As the crisis in the war-torn Darfur region of Sudan moved into the international spotlight this past summer, I was hired to set up a public information/press office for the humanitarian wing of the United Nations in Sudan. I arrived in Sudan from my home in South Africa on Aug. 10 and spent the following two months in the dusty streets and conference rooms of the nation's capital, Khartoum, and traveling throughout the broken landscape of the three Darfur states to the west.

In February 2003, an African Muslim rebellion emerged, and in the year that followed, Arab militias known as Janjaweed, who have been linked to the government, waged a bloody and brutal campaign of violence, killing countless thousands of civilians and driving nearly 2 million innocent people from their rural homes. The majority of the displaced people now live in camps in Darfur and are completely dependent on international humanitarian aid for survival. The Sudanese government erected tough obstacles, nearly sealing the region off from the outside world for months. In March, after continued pressure, aid agencies slowly began to gain entry into the region.

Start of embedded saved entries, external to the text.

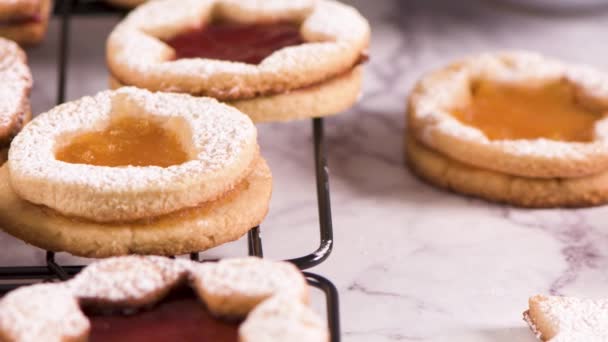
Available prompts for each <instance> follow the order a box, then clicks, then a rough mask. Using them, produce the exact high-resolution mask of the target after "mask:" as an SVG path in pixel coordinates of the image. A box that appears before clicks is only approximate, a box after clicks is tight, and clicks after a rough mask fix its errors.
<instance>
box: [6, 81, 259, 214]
mask: <svg viewBox="0 0 608 342" xmlns="http://www.w3.org/2000/svg"><path fill="white" fill-rule="evenodd" d="M122 116H131V117H134V118H145V119H148V120H154V121H156V122H157V123H158V124H160V125H161V126H163V127H164V128H165V129H166V130H168V131H171V132H173V133H174V134H175V135H176V136H177V138H178V140H179V141H180V142H181V145H182V147H183V148H184V150H185V151H186V153H187V154H188V156H189V158H190V160H189V161H187V162H185V163H182V164H178V165H172V166H169V167H158V166H125V167H108V166H94V165H88V164H75V163H67V162H63V161H60V160H57V158H56V156H55V153H56V151H57V149H58V148H59V147H61V146H64V145H66V144H68V143H69V142H70V140H71V139H72V138H73V137H75V136H78V135H79V134H83V133H88V132H92V131H100V130H103V129H104V128H105V127H106V126H108V125H109V123H110V121H111V120H112V119H115V118H120V117H122ZM257 156H258V145H257V133H256V129H255V127H254V126H253V123H252V122H251V120H250V119H249V118H248V117H247V116H246V115H244V114H242V113H240V112H239V111H237V110H236V109H234V108H232V107H229V106H226V105H223V104H220V103H218V102H217V101H216V100H214V99H209V98H195V97H192V96H189V95H184V94H167V93H150V92H148V91H145V90H139V89H136V88H123V89H120V90H117V91H105V92H102V93H99V94H98V95H96V96H94V97H84V98H82V99H80V100H77V101H74V102H69V103H65V104H63V105H60V106H58V107H55V108H54V109H52V110H51V111H49V112H47V113H44V114H41V115H40V116H38V117H37V118H36V119H35V120H33V121H32V122H31V123H30V124H29V125H28V126H27V127H26V128H25V129H24V130H23V131H22V132H21V133H20V134H19V135H18V136H17V137H16V138H15V139H14V141H13V143H12V145H11V148H10V150H9V157H8V167H9V173H10V181H11V185H12V187H13V189H14V190H15V192H16V193H17V194H18V195H19V196H20V197H21V198H23V199H25V200H27V201H30V202H32V203H35V204H42V205H45V206H48V207H50V208H52V209H54V210H57V211H58V212H60V213H62V214H64V215H68V216H76V217H81V218H86V219H89V220H92V221H96V222H116V221H130V220H137V219H141V218H149V217H154V216H159V215H163V214H167V213H171V212H174V211H177V210H180V209H184V208H188V207H194V206H197V205H199V204H201V203H204V202H208V201H211V200H214V199H217V198H219V197H220V196H222V195H223V194H224V193H226V192H227V191H229V190H231V189H233V188H234V187H235V186H236V184H238V183H239V182H240V181H241V180H243V179H244V178H245V177H246V176H247V175H248V174H249V173H250V171H251V168H252V165H253V162H254V161H255V160H256V158H257Z"/></svg>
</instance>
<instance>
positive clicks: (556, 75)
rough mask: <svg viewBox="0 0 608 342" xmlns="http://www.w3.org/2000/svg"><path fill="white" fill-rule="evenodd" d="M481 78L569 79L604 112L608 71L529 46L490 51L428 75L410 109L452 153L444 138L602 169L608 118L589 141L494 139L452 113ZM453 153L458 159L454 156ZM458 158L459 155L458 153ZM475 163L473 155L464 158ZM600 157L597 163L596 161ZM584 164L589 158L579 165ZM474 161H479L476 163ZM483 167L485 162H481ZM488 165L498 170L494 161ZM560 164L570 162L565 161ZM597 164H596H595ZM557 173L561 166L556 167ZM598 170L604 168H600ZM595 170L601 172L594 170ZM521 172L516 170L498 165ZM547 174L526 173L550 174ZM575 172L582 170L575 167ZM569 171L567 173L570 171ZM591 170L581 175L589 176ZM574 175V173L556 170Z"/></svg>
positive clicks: (600, 120) (425, 134) (581, 175)
mask: <svg viewBox="0 0 608 342" xmlns="http://www.w3.org/2000/svg"><path fill="white" fill-rule="evenodd" d="M478 80H490V81H492V82H498V83H504V84H510V85H514V86H518V87H526V88H534V87H539V86H543V85H546V84H548V83H552V82H561V81H568V82H570V83H571V84H572V86H573V87H575V89H576V92H577V100H579V101H583V102H585V103H587V102H588V103H590V104H592V105H593V107H594V108H595V109H597V110H599V111H600V112H603V111H606V112H608V75H607V74H605V73H601V72H599V71H594V70H592V69H591V68H588V67H580V66H576V65H566V64H564V63H561V62H559V61H556V60H553V59H550V58H546V57H543V56H541V55H539V54H535V53H531V52H525V51H511V52H499V53H486V54H481V55H478V56H474V57H470V58H467V59H465V60H462V61H459V62H456V63H454V64H452V65H450V66H448V67H446V68H444V69H442V70H439V71H437V72H434V73H431V74H429V75H427V76H425V77H424V78H423V79H422V80H421V81H420V82H419V84H418V86H417V87H416V89H415V90H414V93H413V95H412V97H411V109H412V110H411V111H410V113H409V115H410V117H411V119H412V124H413V126H414V127H415V129H416V130H418V132H419V136H420V137H421V138H422V139H423V140H424V143H425V144H427V145H428V146H431V147H433V148H437V149H440V150H441V152H443V153H446V154H448V155H450V151H447V150H446V149H445V148H443V147H440V146H438V142H437V141H438V140H440V139H449V140H450V141H455V140H458V141H460V142H462V143H463V144H464V145H466V146H469V147H470V148H475V149H478V150H480V151H481V150H483V151H484V153H485V154H487V155H490V154H493V155H495V156H501V157H504V159H507V158H508V159H510V160H517V159H518V158H533V159H534V160H537V161H539V162H540V161H542V162H545V163H549V162H553V161H555V162H556V163H561V161H562V160H567V161H570V162H569V163H570V164H569V165H572V168H574V169H576V168H577V167H578V168H580V169H585V170H587V172H588V173H587V174H589V173H593V172H599V171H601V170H599V169H598V168H600V169H601V168H602V167H603V165H605V163H597V161H598V160H600V159H601V160H606V159H608V118H604V119H601V120H598V121H596V123H595V129H594V132H595V140H594V141H592V142H589V143H577V142H563V141H557V140H550V139H543V138H541V139H530V140H525V139H518V140H490V139H488V138H487V137H486V136H485V134H484V133H483V132H482V131H480V130H479V129H477V128H475V127H472V126H468V125H465V124H463V123H461V122H460V121H459V120H457V119H456V118H455V117H453V116H452V115H451V114H450V111H451V110H453V109H454V108H459V107H460V106H463V105H466V104H467V103H468V101H469V100H470V96H471V94H470V89H471V85H472V84H473V83H474V82H475V81H478ZM450 156H451V157H454V158H457V157H456V156H454V155H450ZM457 159H458V158H457ZM463 161H465V162H467V163H473V161H471V160H463ZM594 161H595V163H594ZM576 162H578V163H583V162H584V163H585V164H584V165H585V166H584V167H582V166H581V165H582V164H579V165H578V166H577V165H575V164H576ZM473 164H474V165H477V164H475V163H473ZM478 166H482V165H478ZM483 167H486V168H490V169H492V168H491V167H490V166H489V165H483ZM560 167H565V165H564V163H561V164H560ZM594 168H595V169H594ZM553 169H554V171H555V172H553V173H559V172H558V171H559V170H560V169H559V168H558V167H557V166H555V167H554V168H553ZM596 169H598V170H596ZM594 170H595V171H594ZM498 171H501V172H507V173H509V172H517V173H514V174H520V173H519V172H521V171H515V170H506V169H505V170H502V169H501V170H498ZM542 172H543V173H544V174H535V175H528V174H521V175H525V176H537V177H547V175H548V173H547V172H545V170H544V169H543V171H542ZM572 172H573V173H574V174H576V172H578V171H572ZM566 173H567V172H566ZM587 174H580V175H578V176H583V175H587ZM556 176H557V177H571V176H570V175H559V174H558V175H556Z"/></svg>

In April of this year, a cease-fire was signed between rebels and the government. In early July, U.N. Secretary-General Kofi Annan visited Darfur, and in the weeks that followed, a handful of African Union cease-fire monitors arrived, and a Security Council resolution was passed calling on the government to end the violence and allow free access to aid agencies. Since then, some steps have been taken to resolve the humanitarian crisis, and the aid agencies have significantly increased their presence.

However, in the time that I was there, despite enormous efforts on the part of the United Nations and the international community as a whole, the violence has escalated rather than decreased. Fighting between rebels and government troops has intensified; tens of thousands of civilians have continued to flee their villages, overwhelming cash-strapped aid agencies; and millions of people continue to live in a constant state of fear.